What is CETA
CETA (the Comprehensive Economic and Trade Agreement) is a trade deal between the EU and Canada which poses a major threat to our democracy, public services and the environment. The deal was passed in the European parliament on 15 February 2017 and entered into force provisionally on 21 September 2017. This means that most of the agreement now applies. However national parliaments and some regional parliaments in the EU need to approve the deal before it can take full effect. This ratification process is still ongoing. The deal will apply to the UK while we are still in the EU. CETA is also being mentioned as a model for future UK trade deals.
What is there to be afraid of CETA?
Much like (the Transatlantic Trade and Investment Partnership), CETA’s ultimate ambition is to reduce regulation on business. In practice, this can lead to reducing standards in either the EU or Canada in order to find a compromise between the different standards. This could lead to a race to the bottom in areas such as food safety, public services and environmental regulation. CETA will also allow big business to sue our government if they see their profits threatened by new laws.
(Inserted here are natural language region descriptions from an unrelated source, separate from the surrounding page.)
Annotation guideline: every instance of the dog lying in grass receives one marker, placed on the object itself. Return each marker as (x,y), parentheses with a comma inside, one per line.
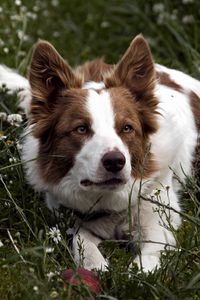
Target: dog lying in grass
(109,142)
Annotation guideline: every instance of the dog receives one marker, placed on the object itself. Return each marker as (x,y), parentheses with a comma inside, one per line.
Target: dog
(109,142)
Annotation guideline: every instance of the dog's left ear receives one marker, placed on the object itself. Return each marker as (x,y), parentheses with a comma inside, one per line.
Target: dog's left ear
(49,72)
(135,70)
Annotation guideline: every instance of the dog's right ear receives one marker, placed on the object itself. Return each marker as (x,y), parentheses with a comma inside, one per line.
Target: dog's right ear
(49,72)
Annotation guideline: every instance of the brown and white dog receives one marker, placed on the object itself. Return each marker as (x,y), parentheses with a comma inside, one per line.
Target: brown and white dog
(106,140)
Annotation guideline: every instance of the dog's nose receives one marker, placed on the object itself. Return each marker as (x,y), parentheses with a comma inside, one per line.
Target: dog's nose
(113,161)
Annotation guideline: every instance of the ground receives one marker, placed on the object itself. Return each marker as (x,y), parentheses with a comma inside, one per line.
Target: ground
(33,245)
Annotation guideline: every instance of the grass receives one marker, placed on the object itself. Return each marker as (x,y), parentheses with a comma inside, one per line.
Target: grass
(31,263)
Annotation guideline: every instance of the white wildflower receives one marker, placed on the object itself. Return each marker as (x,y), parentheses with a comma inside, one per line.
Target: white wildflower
(49,250)
(188,19)
(2,136)
(50,275)
(19,146)
(54,3)
(35,288)
(5,50)
(18,2)
(105,24)
(3,116)
(14,119)
(158,7)
(54,234)
(12,160)
(54,295)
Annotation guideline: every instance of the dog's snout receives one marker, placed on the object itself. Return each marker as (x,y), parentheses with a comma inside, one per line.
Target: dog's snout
(113,161)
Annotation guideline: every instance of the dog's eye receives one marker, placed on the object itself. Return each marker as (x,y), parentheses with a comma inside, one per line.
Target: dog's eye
(83,129)
(127,128)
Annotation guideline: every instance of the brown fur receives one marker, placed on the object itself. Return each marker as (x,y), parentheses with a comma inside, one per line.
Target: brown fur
(131,86)
(129,111)
(58,106)
(61,142)
(165,79)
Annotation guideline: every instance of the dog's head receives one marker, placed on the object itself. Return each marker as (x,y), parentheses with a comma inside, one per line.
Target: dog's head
(93,123)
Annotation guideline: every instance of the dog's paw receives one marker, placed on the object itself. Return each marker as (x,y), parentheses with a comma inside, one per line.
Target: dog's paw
(148,262)
(100,265)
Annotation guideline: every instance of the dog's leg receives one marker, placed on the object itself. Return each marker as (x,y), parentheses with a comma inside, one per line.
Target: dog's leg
(86,251)
(157,224)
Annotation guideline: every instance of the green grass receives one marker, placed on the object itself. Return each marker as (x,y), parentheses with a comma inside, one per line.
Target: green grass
(82,30)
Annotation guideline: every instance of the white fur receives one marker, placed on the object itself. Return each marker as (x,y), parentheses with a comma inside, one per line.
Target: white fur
(173,147)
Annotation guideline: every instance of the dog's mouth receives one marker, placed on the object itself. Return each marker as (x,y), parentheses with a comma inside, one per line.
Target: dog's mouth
(113,182)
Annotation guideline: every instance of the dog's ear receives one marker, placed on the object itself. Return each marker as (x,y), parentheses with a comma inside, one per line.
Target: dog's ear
(49,72)
(135,70)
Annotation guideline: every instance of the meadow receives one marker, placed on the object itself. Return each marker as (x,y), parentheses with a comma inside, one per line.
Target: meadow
(34,246)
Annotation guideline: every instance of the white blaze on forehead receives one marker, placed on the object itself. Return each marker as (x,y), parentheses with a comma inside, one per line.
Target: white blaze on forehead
(93,85)
(100,107)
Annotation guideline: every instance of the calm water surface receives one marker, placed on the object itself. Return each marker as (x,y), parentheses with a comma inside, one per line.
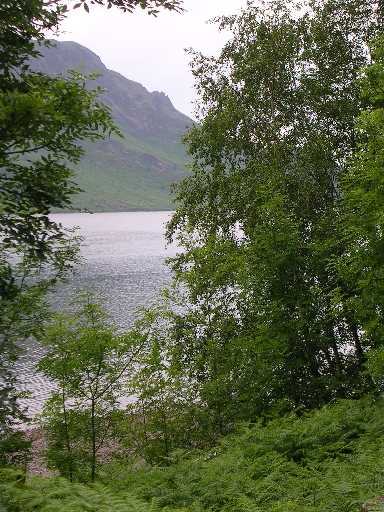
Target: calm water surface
(123,264)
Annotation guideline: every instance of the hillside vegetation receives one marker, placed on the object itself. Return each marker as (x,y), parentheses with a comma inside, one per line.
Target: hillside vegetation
(134,172)
(331,459)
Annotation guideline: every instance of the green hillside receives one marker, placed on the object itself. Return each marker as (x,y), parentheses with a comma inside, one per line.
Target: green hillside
(136,172)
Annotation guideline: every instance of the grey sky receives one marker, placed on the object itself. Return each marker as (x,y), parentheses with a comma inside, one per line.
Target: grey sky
(151,50)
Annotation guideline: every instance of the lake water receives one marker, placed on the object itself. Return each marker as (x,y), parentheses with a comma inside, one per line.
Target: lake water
(123,263)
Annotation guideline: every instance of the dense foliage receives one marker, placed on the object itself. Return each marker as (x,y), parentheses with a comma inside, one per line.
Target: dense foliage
(259,378)
(328,460)
(274,314)
(89,362)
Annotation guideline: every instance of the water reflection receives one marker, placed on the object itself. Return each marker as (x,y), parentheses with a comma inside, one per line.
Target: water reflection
(123,264)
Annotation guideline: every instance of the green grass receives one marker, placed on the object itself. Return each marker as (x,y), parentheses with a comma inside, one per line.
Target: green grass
(329,460)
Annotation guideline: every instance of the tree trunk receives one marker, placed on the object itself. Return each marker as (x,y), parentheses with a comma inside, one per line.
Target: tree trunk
(67,438)
(93,433)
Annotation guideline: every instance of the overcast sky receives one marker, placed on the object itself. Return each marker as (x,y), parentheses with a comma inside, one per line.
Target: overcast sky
(151,50)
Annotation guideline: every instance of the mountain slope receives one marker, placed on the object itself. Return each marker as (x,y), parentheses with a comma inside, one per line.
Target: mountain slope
(133,173)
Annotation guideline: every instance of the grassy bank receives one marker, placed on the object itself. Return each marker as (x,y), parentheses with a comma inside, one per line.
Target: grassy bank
(329,460)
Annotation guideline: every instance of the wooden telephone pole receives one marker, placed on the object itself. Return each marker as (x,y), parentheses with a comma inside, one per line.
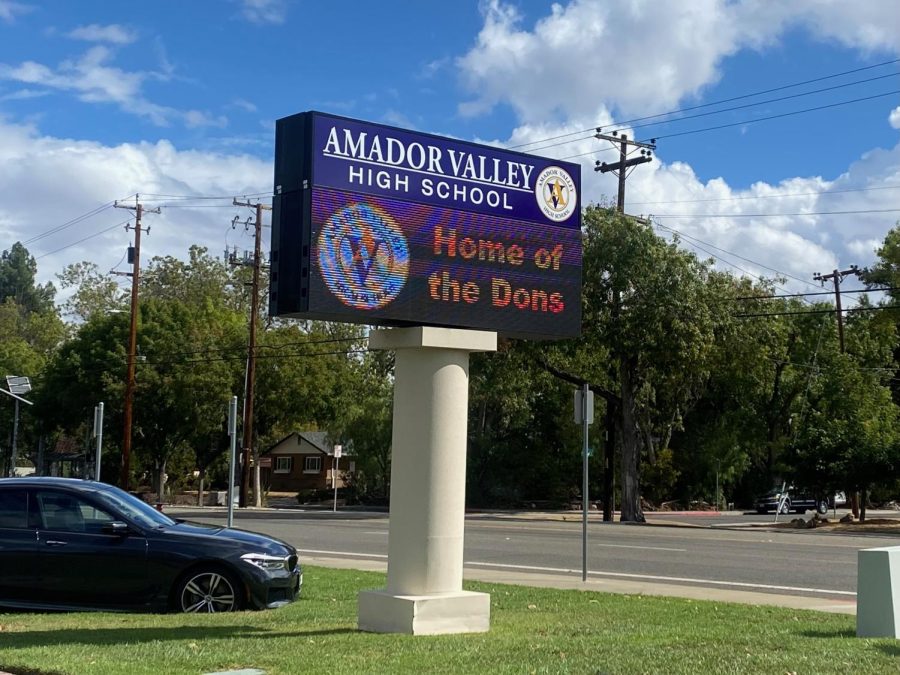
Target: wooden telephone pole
(620,169)
(837,276)
(139,211)
(251,351)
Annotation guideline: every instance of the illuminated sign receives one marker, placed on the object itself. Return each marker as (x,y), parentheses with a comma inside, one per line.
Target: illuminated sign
(378,225)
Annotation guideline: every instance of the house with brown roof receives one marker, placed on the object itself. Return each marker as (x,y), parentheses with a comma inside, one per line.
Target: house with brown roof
(304,460)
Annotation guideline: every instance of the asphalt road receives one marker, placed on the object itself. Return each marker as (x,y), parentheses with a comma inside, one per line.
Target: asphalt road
(729,556)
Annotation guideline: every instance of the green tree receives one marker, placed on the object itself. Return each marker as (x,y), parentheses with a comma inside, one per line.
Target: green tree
(18,269)
(656,309)
(93,292)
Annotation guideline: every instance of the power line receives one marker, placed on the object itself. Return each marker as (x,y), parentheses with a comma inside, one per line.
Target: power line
(803,295)
(69,223)
(752,262)
(84,239)
(772,215)
(778,116)
(764,102)
(778,196)
(625,123)
(818,311)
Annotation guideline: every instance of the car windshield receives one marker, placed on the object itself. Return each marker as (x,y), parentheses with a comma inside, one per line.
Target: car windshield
(138,511)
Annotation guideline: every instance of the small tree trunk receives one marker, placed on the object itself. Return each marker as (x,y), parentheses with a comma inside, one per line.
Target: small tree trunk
(257,483)
(200,487)
(161,481)
(631,490)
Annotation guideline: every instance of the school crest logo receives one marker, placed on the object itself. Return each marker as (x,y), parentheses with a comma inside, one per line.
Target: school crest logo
(363,256)
(555,193)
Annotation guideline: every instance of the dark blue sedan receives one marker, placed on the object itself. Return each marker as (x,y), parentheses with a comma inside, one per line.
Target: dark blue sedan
(73,544)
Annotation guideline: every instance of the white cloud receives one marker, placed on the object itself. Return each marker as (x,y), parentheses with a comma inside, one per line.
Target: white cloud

Threatening public services
CETA will lock in privatisation of public services, so that future governments find it harder to take health services or the railways back into public hands.
Danger for the climate, food standards and workers’ rights
CETA would give corporations new opportunities to influence laws and weaken important legal protections. That would be bad news for food safety, the environment and workers’ rights.
Secret corporate courts
CETA could introduce the Investor Court System (ICS), which allows Canadian corporations (and US firms based in Canada) to sue our government if they see their profits threatened. In December 2017, the Belgian government submitted a request to the European Court of Justice to ask if the corporate court system proposed in CETA is compatible with EU law. If the EU court rule that it is incompatible, this will require a renegotiation of CETA and the ICS and would be a major blow to the legitimacy of corporate courts. A court opinion is expected in spring/ summer 2019.
No public scrutiny
CETA was negotiated in even more secrecy than TTIP. The negotiation process was started in 2009 and was formally concluded in September 2014. While trade unions, civil society organisations and even our MPs have been largely excluded from negotiations on CETA, big business has enjoyed significant influence throughout the process.
However, such was the pressure built up by the CETA campaign, which was intrinsically linked with the campaign against TTIP, the ratification process in the EU has taken almost three years and still has not been completed.
Next steps
CETA passed in the European parliament on 15 February 2017, and was‘provisionally implemented’ in September 2017. Each member state of the EU has to ratify the deal. If some of it has been enacted and a country votes against it, they will still be subject to the live’ parts of the deal for two further years. If or when the deal is fully approved, however, completely leaving the deal could take up to 20 years.
Between October 2014 and a year later more than 3 million people from all over the EU signed a petition to stop TTIP. It’s clear that that people do not want deals like TTIP and CETA. Our representatives need to start paying attention to those who they are meant to represent.